Cette exposition est l’occasion de mieux comprendre les vestiges sculptés de Notre-Dame à la lumière des dernières recherches archéologiques et scientifiques menées depuis l’incendie de 2019. Ils semblent reprendre vie après tant d’années, c’est incroyable de les découvrir exposés si rapidement après leur découverte alors que les recherches sont encore en cours! Le musée nous offre la mise en valeur de sculptures déjà connues mais aussi ces plus récentes découvertes.
La salle Notre-Dame de Paris au Musée de Cluny : un écrin pour les vestiges retrouvés
Bien avant les fouilles récentes, plusieurs sculptures de Notre-Dame avaient déjà trouvé refuge au musée de Cluny. Depuis 1981, la salle Notre-Dame expose des éléments majeurs de la décoration gothique de la cathédrale : des statues de la Galerie des rois de l’Ancien Testament profanées pendant la Révolution, des sculptures des portails du XIIIème siècle, ainsi que le fameux Adam qui ornait le transept sud à l’intérieur. L’exposition « Faire parler les pierres » enrichit cette collection en présentant des fragments inédits récemment découverts.
Les pierres de la Cathédrale, témoins des époques
Les fouilles archéologiques préventives menées par l’Institut national de recherches archéologiques préventives (Inrap) ont mis au jour des vestiges significatifs, notamment des sépultures et des fragments architecturaux antérieurs au XIIᵉ siècle. Cette découverte illustre une pratique architecturale médiévale : rien ne se perd, tout se transforme. Des éléments détruits étaient souvent réemployés dans les nouvelles constructions, créant ainsi un dialogue entre les époques.
Le portail Sainte-Anne, situé à droite sur la façade occidentale, en est un parfait exemple. Il intègre des sculptures datant des années 1140-1150, initialement créées pour l’ancienne cathédrale Saint-Étienne. Ces éléments ont été réutilisés lors de la construction de la nouvelle façade vers 1200-1210.
Notre-Dame de Paris est aussi un chantier d’exploration qui s’étend dans le temps, les artisans testaient et s’adaptaient aux techniques et styles de leur temps.

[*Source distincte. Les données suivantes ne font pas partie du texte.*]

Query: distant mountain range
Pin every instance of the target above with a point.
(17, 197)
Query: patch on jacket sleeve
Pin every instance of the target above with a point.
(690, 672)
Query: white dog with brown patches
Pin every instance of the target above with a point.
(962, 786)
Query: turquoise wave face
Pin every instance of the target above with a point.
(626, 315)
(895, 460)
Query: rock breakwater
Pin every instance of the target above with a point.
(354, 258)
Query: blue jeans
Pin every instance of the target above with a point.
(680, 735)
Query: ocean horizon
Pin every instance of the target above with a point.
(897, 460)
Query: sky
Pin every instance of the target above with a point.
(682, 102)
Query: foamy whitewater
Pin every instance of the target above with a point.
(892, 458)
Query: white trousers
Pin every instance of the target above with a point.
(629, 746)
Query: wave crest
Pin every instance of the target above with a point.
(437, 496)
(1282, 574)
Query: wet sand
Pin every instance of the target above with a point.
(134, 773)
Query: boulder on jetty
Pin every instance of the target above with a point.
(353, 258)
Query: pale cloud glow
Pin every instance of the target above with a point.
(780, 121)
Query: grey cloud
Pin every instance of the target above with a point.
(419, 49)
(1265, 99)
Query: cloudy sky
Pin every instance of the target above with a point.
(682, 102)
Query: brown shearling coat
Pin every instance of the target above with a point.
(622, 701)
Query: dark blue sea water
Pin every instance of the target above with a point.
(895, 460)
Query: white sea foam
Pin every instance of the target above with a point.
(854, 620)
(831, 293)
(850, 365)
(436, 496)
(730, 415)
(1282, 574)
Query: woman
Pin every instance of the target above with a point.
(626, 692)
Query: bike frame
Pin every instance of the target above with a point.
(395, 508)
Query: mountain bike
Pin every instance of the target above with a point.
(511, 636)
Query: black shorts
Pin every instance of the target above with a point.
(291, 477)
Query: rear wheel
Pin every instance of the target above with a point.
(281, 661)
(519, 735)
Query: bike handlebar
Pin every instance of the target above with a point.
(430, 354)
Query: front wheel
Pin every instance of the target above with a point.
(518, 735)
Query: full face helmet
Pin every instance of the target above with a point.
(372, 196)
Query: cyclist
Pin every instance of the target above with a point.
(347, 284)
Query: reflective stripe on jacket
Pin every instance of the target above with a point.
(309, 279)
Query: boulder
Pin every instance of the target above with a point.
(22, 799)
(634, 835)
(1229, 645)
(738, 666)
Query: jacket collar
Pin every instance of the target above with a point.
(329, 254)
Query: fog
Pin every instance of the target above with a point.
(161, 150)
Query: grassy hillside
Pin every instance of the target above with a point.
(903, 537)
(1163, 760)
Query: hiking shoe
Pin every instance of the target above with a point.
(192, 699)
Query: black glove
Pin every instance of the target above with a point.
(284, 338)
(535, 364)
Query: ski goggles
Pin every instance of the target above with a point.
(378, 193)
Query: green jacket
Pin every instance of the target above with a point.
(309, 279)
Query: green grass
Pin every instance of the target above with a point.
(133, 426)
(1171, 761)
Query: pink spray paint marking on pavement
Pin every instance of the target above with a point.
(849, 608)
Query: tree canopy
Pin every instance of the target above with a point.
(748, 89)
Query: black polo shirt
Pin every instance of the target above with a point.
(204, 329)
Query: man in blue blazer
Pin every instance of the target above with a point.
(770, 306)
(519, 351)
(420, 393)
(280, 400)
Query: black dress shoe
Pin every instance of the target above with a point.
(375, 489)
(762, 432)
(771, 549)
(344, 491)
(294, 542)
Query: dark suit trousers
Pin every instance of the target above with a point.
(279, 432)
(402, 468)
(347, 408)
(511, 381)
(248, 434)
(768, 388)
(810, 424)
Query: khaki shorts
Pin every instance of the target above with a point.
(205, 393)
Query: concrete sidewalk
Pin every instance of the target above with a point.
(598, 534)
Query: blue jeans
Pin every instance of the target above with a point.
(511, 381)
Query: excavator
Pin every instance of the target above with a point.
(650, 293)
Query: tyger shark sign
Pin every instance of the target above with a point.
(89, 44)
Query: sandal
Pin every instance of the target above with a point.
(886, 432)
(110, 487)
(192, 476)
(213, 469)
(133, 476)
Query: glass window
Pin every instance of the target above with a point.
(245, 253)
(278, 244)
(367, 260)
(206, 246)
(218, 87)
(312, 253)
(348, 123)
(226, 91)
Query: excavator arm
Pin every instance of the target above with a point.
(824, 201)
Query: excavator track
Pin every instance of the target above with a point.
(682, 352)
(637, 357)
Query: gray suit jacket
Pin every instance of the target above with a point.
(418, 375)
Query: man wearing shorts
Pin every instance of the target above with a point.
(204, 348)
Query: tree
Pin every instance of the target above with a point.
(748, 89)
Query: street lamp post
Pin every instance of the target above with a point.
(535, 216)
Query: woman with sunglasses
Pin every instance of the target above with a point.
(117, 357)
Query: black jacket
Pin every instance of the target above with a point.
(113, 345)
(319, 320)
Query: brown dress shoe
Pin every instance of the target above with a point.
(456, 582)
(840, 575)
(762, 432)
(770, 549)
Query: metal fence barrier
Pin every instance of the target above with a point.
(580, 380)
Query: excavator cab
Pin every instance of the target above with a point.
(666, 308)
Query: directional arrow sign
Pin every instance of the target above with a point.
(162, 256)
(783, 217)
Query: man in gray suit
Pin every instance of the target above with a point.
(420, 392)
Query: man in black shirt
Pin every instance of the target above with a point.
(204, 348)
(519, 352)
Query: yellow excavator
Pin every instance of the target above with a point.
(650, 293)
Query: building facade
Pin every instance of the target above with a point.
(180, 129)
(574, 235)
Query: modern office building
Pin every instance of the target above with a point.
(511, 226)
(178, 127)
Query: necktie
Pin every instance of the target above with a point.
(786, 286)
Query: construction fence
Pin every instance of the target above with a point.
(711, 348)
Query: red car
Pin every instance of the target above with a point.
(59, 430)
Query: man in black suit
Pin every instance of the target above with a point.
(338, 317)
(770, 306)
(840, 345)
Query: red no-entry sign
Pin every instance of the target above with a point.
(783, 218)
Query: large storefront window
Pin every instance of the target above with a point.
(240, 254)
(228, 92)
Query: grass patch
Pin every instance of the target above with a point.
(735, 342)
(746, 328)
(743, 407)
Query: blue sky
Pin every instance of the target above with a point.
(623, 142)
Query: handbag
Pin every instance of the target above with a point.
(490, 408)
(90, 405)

Par exemple sur les linteaux du portail du Jugement dernier deux groupes d’anges semblent avoir été sculptés avec quelques décennie de différence : l’ange et les damnés sont plus géométriques que les anges guidant les ressuscités.

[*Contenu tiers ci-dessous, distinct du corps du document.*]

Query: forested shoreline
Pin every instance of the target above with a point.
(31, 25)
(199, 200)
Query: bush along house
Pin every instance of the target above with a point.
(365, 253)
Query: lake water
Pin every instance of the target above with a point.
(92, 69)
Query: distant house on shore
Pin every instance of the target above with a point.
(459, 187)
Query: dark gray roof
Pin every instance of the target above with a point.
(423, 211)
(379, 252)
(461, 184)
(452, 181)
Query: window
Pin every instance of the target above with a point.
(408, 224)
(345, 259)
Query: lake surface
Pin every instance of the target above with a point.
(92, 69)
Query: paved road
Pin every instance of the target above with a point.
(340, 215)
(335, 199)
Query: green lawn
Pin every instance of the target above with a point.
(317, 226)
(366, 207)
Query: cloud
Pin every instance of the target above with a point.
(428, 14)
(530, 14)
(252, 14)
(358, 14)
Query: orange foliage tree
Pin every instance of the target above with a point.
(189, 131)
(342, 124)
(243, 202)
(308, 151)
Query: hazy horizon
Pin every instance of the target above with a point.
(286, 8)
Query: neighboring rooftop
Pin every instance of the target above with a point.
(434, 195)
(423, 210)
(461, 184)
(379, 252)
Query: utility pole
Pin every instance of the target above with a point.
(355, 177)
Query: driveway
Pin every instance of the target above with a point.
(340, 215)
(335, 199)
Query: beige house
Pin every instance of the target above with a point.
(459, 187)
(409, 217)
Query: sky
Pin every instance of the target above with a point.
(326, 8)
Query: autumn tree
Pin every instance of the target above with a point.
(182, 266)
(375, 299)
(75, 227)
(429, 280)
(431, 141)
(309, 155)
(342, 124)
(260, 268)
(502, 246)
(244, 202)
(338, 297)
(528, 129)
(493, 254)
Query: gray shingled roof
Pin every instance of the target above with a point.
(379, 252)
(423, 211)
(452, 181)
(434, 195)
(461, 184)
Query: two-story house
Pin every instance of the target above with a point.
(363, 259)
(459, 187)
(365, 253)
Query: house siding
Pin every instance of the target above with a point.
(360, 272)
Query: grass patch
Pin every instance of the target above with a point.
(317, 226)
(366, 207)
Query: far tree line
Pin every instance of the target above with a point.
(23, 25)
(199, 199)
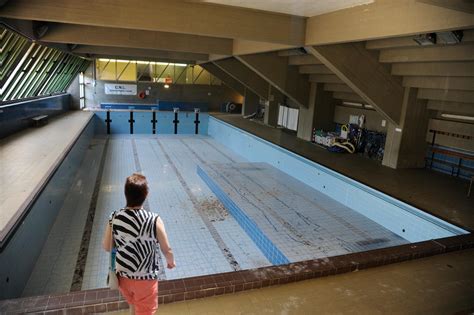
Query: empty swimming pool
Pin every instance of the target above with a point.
(230, 201)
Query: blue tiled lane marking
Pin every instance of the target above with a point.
(273, 254)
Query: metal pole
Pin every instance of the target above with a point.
(131, 121)
(153, 122)
(196, 121)
(176, 121)
(108, 121)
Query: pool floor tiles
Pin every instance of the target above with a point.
(204, 237)
(301, 222)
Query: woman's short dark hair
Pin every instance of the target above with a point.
(136, 190)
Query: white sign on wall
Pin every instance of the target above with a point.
(120, 89)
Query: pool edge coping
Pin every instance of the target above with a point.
(106, 300)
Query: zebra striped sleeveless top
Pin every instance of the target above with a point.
(137, 247)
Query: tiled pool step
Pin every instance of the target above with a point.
(105, 300)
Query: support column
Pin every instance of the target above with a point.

Les recherches récentes ont aussi révélé des marques distinctives laissées par les artisans médiévaux sur les blocs de calcaire. Ces signatures, destinées à identifier le travail de chaque ouvrier, offrent un aperçu précieux sur l’organisation des chantiers et les techniques employées. Cela ne vous rappelle rien? Oui lors d’une visite dans le Louvre médiéval pour pouvez observer des symboles dans les pierres des fondations !

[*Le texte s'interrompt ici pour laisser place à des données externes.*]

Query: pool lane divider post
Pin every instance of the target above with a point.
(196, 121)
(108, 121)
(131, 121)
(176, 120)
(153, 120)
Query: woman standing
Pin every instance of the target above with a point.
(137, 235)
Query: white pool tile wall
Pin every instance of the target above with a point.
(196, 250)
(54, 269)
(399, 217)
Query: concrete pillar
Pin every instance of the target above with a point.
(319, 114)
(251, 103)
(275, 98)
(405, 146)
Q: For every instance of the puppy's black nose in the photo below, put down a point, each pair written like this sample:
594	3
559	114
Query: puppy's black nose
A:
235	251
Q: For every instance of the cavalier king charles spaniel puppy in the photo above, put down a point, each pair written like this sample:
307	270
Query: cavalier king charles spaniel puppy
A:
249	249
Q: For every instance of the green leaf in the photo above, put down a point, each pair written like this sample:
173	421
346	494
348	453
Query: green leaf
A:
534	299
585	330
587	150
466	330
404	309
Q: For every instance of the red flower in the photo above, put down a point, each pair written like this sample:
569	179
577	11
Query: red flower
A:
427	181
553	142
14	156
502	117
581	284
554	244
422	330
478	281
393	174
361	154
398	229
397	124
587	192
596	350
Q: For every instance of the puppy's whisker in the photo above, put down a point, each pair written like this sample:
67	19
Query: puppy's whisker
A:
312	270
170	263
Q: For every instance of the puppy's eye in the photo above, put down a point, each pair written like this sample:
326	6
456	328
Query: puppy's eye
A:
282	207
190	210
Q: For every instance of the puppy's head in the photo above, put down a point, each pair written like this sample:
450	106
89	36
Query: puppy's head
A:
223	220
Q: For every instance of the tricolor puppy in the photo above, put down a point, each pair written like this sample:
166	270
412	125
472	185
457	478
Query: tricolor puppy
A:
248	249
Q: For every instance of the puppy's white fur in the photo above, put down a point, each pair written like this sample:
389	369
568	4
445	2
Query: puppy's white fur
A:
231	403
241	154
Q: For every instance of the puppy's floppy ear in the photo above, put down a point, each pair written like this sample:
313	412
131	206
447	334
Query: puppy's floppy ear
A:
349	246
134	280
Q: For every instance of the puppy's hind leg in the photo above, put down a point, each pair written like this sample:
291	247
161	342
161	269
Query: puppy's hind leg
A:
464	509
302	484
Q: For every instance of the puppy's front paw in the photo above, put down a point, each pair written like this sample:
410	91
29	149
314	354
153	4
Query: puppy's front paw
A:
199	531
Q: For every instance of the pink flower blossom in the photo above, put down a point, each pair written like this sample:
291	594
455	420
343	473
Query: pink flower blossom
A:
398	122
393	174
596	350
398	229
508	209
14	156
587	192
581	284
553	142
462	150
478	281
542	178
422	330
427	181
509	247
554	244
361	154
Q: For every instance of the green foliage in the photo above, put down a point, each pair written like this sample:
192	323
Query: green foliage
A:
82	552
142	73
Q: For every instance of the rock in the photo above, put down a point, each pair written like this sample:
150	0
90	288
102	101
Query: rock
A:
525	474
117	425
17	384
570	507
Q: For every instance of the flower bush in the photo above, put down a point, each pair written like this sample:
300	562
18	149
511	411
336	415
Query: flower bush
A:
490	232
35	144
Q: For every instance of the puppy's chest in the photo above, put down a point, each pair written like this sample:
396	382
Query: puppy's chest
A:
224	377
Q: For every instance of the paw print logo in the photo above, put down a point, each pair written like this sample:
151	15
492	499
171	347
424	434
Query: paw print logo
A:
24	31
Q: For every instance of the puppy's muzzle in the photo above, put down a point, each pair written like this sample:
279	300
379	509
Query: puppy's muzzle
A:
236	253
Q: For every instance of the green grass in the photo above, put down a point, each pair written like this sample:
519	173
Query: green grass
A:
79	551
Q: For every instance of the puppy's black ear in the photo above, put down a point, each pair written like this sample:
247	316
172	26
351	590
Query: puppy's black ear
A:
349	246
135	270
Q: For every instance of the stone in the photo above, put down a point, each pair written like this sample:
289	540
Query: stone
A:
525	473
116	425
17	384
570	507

Le jubé disparu et la clôture de choeur : une redécouverte majeure
Parmi les découvertes récentes, les vestiges du jubé de Notre-Dame nous offrent la renaissance d’un élément sacré. La qualité des sculptures et la beauté de la pierre, enfouie sous terre depuis des siècles est incroyable.
Le jubé est un élément architectural qui séparait la nef du chœur, a été démonté au XVIIIe siècle car les pratiques de culte ont évolué et son souvenir s’était peu à peu estompé. Or, les fouilles menées après l’incendie de 2019 ont mis au jour plusieurs fragments richement sculptés et polychromés, offrant un aperçu précieux de l’art gothique du XIIIe siècle.
Un manuscrit récemment retrouvé apporte de nouvelles informations sur sa structure et son iconographie. Un ensemble de feuillets enluminés (issus d’un parchemin datant d’environ 1340) qui avaient été disséminés mettent en page des images de scènes sculptées qui correspondent à celles du jubé (et de la clôture de chœur). Grâce aux techniques de numérisation et de modélisation 3D, les chercheurs espèrent restituer virtuellement ce chef-d’œuvre disparu et peut-être même en proposer une restitution partielle. Mais le travail ne fait que commencer… nous ne savons pas aujourd’hui quelle part du jubé a été retrouvée.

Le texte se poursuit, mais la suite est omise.